For a few hours, we slip away to drive through the city’s Comanche Trail Park to see the namesake “big spring” that provided water for Native Americans and early settlers. Today the spring flows artificially. Next, we explore nearby Big Spring State Park, a day-use getaway. From a limestone bluff, we take in panoramic views of Big Spring and surrounding landscape.

Before supper, we order drinks in the Pharmacy Bar and Parlor, named after the hotel’s original drugstore. At a cozy booth in Settles Grill, we relish our artfully grilled salmon and herb-roasted chicken. Later, we peek into the Grand Ballroom, opulently detailed with ornate gold molding, crystal chandeliers and replica 1930s wall fans. Such attention to detail earned the Settles listings on the National Register of Historic Places and Historic Hotels of America list.

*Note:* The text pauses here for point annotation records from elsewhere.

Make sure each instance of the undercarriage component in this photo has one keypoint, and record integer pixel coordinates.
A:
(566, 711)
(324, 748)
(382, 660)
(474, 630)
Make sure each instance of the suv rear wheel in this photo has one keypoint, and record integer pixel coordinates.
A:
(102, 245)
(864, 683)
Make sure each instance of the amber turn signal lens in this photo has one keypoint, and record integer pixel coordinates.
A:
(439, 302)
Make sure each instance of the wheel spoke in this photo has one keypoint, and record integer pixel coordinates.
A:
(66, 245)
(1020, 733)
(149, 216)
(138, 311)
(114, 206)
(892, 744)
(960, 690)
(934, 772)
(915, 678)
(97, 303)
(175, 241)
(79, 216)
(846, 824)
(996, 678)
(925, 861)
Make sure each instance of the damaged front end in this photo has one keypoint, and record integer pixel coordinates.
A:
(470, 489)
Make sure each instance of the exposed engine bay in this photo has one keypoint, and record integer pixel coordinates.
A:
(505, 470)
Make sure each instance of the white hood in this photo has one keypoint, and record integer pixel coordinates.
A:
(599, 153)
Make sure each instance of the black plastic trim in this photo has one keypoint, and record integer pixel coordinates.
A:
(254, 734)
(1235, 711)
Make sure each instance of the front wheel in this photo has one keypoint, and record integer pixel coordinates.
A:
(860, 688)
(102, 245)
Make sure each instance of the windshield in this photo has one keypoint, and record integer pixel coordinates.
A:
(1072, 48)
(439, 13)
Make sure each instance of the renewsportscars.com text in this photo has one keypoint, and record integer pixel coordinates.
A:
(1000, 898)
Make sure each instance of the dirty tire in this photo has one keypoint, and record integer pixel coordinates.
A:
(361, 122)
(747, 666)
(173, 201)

Buoyed by the hotel’s rebirth, empty downtown storefronts have begun to fill. “We now have two new boutiques, a restaurant, furniture store and cigar bar,” says Hayley Lewis, a native who works as tourism coordinator at the Big Spring Visitors Bureau. “It’s going to take time, but, thanks to Hotel Settles, downtown will come back.”

Sheryl Smith-Rodgers, a member of Pedernales EC, lives in Blanco.